The penitent offering, the lustrating tide,
The wandering, haunted, hopeful homicide,
Who sees the spot to which the furies urge,
Where halt the hell-hounds, and where drops the scourge,
And the appeased Manes pitying sigh—
"Thou hast atoned! once more enjoy the sky!"

Such made the dream he rushes to fulfil!—
Round the new mound babbled the living rill;
A name, the name that Arden's wife should bear,
Sculptured the late and vain repentance there.
O'er the same bridge which once to rapture led,
Went the same steps their pathway to the dead:
Night after night the same lone shadow gave
A tremulous darkness to the hurrying wave;
Lost,—and then, lengthening from the neighbouring yews,
Dimm'd the wan shimmer of the moonlit dews,
Then gain'd a grave;—and from the mound was thrown,
Still as the shadow of yon funeral stone!

II.

Meanwhile to Morvale!—Sorrow, like the wind
Through trees, stirs varying o'er each human mind;
Uprooting some, from some it doth but strew
Blossom and leaf, which spring restores anew;
From some, but shakes rich powers unknown in calm,
And wakes the trouble to extract the balm.
Let weaker natures suffer and despair,
Great souls snatch vigour from the stormy air;
Grief not the languor,—Grief the action brings;
And clouds the horizon but to nerve the wings.

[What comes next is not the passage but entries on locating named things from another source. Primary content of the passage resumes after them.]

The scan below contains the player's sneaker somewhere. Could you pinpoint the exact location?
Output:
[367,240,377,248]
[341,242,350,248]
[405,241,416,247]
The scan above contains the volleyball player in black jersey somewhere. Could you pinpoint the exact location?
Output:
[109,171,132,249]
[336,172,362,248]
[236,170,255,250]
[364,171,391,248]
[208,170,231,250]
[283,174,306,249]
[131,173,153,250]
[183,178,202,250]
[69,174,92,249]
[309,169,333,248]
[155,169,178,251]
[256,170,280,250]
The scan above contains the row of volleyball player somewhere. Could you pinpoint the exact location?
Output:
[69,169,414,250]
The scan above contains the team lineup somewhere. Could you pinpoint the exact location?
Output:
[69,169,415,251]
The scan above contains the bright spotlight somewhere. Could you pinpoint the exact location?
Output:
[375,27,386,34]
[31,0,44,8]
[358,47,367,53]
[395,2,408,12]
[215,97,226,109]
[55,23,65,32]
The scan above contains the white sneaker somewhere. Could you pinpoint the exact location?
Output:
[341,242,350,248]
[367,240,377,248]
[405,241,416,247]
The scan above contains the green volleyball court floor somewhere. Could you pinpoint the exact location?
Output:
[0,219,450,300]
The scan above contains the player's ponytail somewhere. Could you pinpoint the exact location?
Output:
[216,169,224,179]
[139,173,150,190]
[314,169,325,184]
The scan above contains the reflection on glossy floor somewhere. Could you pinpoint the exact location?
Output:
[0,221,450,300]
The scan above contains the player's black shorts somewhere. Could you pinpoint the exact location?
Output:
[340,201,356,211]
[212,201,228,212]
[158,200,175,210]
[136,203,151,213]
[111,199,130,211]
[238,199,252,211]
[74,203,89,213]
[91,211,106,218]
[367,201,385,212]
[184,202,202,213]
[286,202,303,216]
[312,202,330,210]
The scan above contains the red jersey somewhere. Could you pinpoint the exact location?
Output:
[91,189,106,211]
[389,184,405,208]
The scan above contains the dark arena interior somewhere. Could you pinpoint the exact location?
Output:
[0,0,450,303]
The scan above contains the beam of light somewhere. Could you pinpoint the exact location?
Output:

Up from his heavy thought, one dawning day,
The Indian, silent, rose, and went his way;
Palace and pomp and wealth and ease resign'd, }
As one new-born, he plunged amidst his kind, }
Whither, with what intent, he scarce divined. }
He turn'd to see, through mists obscure and dun,
The domes and spires of the vex'd Babylon;
Before him smiled the mead and waved the corn,
And Nature's music swell'd the hymns of Morn.
A sense of freedom, of the large escape
From the pent walls our customs round us shape;
The imperfect sympathies which curse the few,
Who ne'er the chase the many join pursue;
The trite convention, with its cold control,
Which thralls the habit, yet not links the soul;
—The sense of freedom pass'd into his breast,
But found no hope it flatter'd and caress'd;
So the sad captive, when at length made free,
Shrinks from the sunlight he had pined to see;
Feels on the limb the custom of the chain,
Each step a struggle and each breath a pain,
And knows—return'd unto the world too late,
No smile shall greet him at his lonely gate;
Seal'd every eye, of old that watch'd and wept;
The world he knew has vanish'd while he slept!